DONDE DESPEGAN LOS SUEÑOS


Vivo cerca de donde despegan sueños y esperanzas.
Desde donde salen en busca de futuros y al encuentro de pasados, miles de instantes que saben que el hoy será breve y prefieren mirar hacia adelante o atisbar por el espejo retrovisor.
Por sobre mi cabeza pasan ingrávidos pensamientos que pronto se pierden en el colchón de nubes grises que es el cielo limeño, dejando solo un eco que se apaga, porque baten sus alas cada vez más lejos.
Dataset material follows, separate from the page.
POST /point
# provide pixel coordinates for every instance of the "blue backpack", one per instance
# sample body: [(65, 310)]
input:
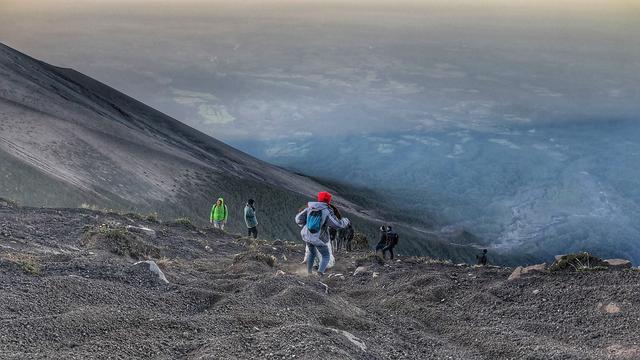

También es el lugar donde toman tierra y regresan a la realidad cotidiana las ilusiones viajeras y los buscadores de mañanas mejores; llegan aquí los que traen en sus maletas calendarios de hojas arrancadas y palabras que hace tiempo callaron.
Cerca, lo adivinaron, queda el aeropuerto, que se da a conocer porque lo delata el ruido de los aviones que se van y que llegan. Y entonces uno imagina despedidas, lágrimas y mañanas posibles y alegría de bienvenidas abrazadas y ojos húmedos de ternura.
Entonces pienso en la canción “Encuentros y despedidas” de Milton Nascimento y sé que la vida, más que una estación de tren, es un inmenso aeropuerto desde el cual vuelan sueños y aterrizan vidas.